September 18, 2022, 8:31 PM UTC
A FedEx delivery truck.
FedEx is a bellwether of global economic growth.

FedEx’s bad news for investors might be just the beginning. The package delivery giant roiled stock markets with a profit warning Thursday evening that sent its shares plunging more than 20% the next day, their biggest-ever daily drop. Fears of similar news from other companies in the weeks ahead are mounting.

The FedEx announcement was the “first in a series of warnings that we may see for the quarters to come,” Swissquote senior analyst Ipek Ozkardeskaya told Bloomberg, adding it “came as a slap” to investors and was a “solid sign” the economy has started slowing.

Others shared the sense of foreboding. Carl Riccadonna, chief U.S. economist at BNP Paribas, told MarketWatch on Friday, “You are going to see more businesses talking about the slowing economy, less pricing power.” Some companies might “defy the math,” he told the outlet, but ultimately macroeconomic trends drive microeconomic stories.

A global recession

FedEx CEO Raj Subramaniam did not spare investors from the doom and gloom. Asked on CNBC if a “worldwide recession” was ahead, he answered, “I think so; these numbers don’t portend very well. We are seeing volume decline in every segment around the world. So we just assume at this point that economic conditions are not going to be good.”

His company’s poor results are “a reflection of everybody else’s businesses,” he added on a particularly ominous note.

FedEx, with the wide range of items it ships worldwide, has long been considered a bellwether of global economic growth.

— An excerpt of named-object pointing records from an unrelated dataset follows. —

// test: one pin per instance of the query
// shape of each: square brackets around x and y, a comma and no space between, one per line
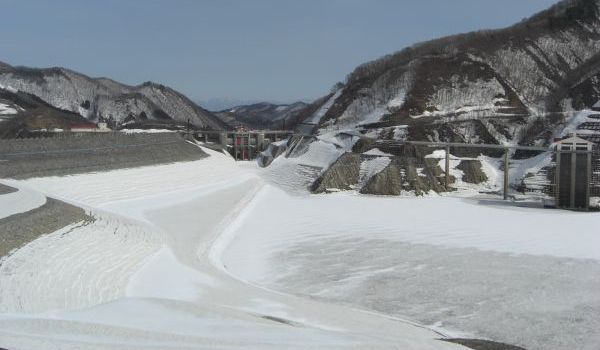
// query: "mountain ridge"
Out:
[96,98]
[495,86]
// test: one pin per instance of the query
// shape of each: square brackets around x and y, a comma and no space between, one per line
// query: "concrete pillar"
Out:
[506,168]
[447,168]
[223,139]
[557,178]
[589,178]
[573,175]
[235,146]
[260,142]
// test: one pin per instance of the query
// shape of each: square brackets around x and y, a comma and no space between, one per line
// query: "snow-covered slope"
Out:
[148,273]
[104,98]
[488,86]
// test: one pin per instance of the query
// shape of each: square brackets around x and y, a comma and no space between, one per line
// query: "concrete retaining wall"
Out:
[78,153]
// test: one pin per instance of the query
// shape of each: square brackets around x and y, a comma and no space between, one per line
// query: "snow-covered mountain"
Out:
[95,98]
[262,115]
[496,86]
[21,113]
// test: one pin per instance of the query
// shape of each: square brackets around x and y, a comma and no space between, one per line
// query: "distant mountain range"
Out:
[262,115]
[95,98]
[497,86]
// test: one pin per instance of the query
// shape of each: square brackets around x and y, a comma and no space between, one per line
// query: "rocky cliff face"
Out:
[22,113]
[103,98]
[503,86]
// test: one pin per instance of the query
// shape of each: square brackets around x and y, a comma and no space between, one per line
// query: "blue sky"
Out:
[276,50]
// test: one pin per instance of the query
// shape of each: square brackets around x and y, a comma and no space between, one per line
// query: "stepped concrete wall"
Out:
[78,153]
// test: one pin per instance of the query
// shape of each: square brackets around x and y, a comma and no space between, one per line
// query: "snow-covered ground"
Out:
[520,275]
[218,254]
[147,272]
[19,202]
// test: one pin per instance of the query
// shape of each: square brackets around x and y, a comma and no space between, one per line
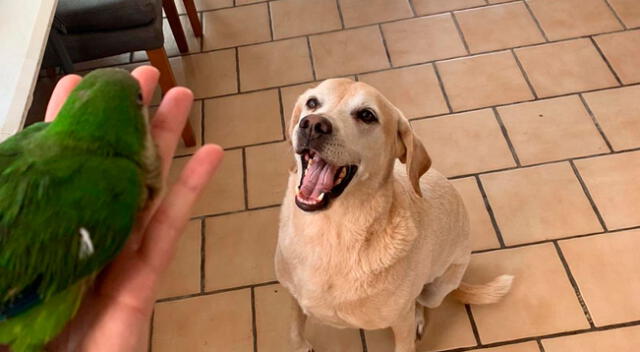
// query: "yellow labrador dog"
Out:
[366,242]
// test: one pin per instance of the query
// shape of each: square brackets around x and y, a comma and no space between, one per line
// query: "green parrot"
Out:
[70,192]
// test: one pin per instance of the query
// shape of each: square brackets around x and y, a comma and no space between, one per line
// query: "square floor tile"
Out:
[204,5]
[346,52]
[618,113]
[268,172]
[424,7]
[530,346]
[289,97]
[362,12]
[224,193]
[448,327]
[422,39]
[292,17]
[236,26]
[498,27]
[612,181]
[622,50]
[170,45]
[183,275]
[414,90]
[274,308]
[240,248]
[565,67]
[274,64]
[561,19]
[483,80]
[624,339]
[552,129]
[465,143]
[628,11]
[541,300]
[243,119]
[483,236]
[220,322]
[208,74]
[605,268]
[539,203]
[195,118]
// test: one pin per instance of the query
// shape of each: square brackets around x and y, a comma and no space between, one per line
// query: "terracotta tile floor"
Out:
[531,107]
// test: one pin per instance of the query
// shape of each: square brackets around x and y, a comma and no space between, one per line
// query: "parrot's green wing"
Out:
[51,236]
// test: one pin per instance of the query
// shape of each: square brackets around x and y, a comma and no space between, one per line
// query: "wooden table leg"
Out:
[193,17]
[158,58]
[176,27]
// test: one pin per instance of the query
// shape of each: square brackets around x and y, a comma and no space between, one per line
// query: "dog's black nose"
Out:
[316,125]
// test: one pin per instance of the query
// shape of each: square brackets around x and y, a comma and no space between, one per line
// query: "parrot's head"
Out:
[105,112]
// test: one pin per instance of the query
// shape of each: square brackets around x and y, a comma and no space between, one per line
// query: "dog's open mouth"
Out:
[321,182]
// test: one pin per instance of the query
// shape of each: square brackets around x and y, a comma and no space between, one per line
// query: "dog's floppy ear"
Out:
[411,152]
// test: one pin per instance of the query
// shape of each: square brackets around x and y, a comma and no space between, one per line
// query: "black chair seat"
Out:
[82,16]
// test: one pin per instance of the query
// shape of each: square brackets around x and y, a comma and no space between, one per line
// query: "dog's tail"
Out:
[488,293]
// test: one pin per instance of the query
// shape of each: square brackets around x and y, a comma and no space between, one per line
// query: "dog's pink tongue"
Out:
[318,178]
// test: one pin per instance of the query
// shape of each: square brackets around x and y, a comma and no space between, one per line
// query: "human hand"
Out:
[115,314]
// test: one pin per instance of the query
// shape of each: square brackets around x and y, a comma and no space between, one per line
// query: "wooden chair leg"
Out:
[176,27]
[158,58]
[193,17]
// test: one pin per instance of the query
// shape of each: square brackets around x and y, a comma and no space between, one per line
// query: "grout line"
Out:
[442,89]
[474,327]
[492,216]
[244,179]
[519,245]
[207,216]
[282,117]
[269,10]
[363,340]
[522,101]
[588,194]
[384,44]
[150,338]
[524,74]
[535,338]
[505,133]
[253,320]
[214,292]
[203,251]
[574,284]
[254,145]
[595,122]
[450,178]
[413,8]
[460,34]
[238,90]
[615,14]
[606,61]
[535,19]
[313,65]
[340,14]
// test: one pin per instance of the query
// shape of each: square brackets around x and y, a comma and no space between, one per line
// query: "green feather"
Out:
[69,194]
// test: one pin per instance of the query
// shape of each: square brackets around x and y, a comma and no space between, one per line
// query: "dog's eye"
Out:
[367,116]
[313,103]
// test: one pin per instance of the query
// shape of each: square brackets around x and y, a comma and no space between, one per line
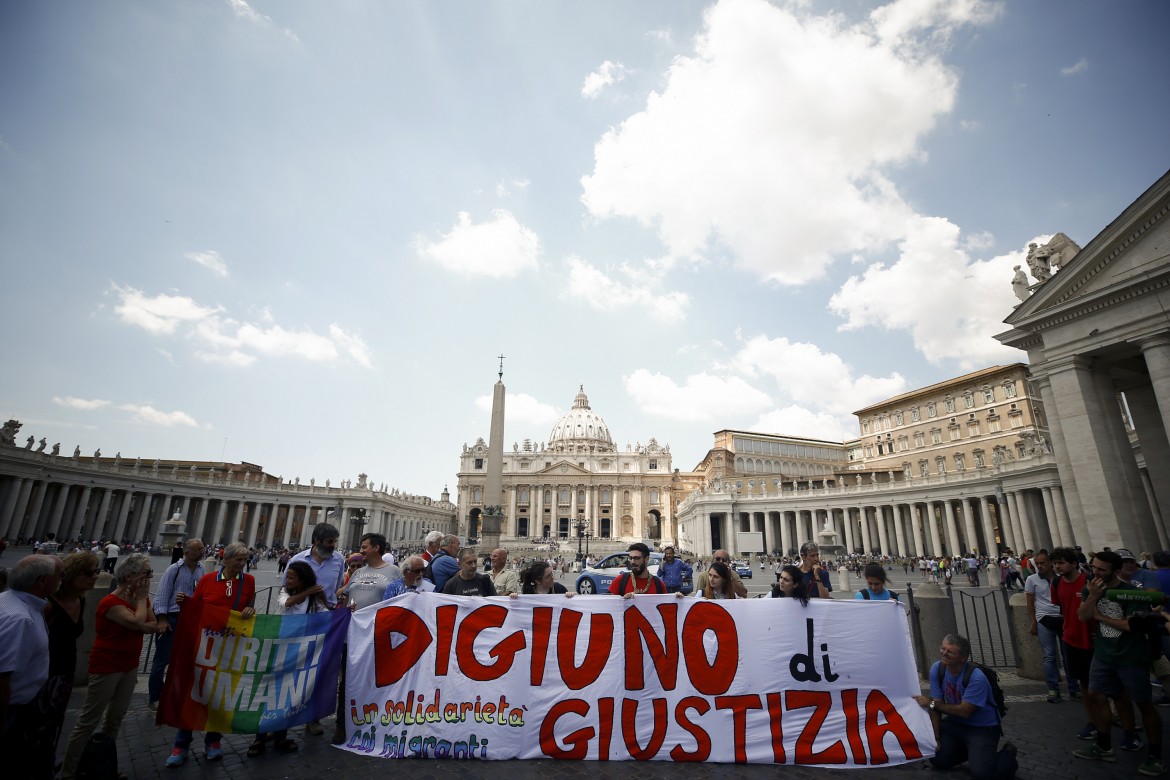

The company had been expected to announce its first-quarter earnings on Sept. 22, but opted for the earnings pre-announcement, not surprising given how badly its actual results fell short of forecasts and expectations.  

In its warning, FedEx said it expected business conditions to further weaken, adding it would withdraw guidance for the rest of its fiscal year. It blamed the poor performance on “global volume softness” that “accelerated” in the final weeks of the quarter.

“We are swiftly addressing these headwinds, but given the speed at which conditions shifted, first-quarter results are below our expectations,” Subramaniam said in a statement. “While this performance is disappointing, we are aggressively accelerating cost reduction efforts and evaluating additional measures to enhance productivity, reduce variable costs, and implement structural cost-reduction initiatives.”

The company also said it would defer hiring, reduce flight frequency, close 90 office locations, and reduce capital expenditures by $500 million over the coming year.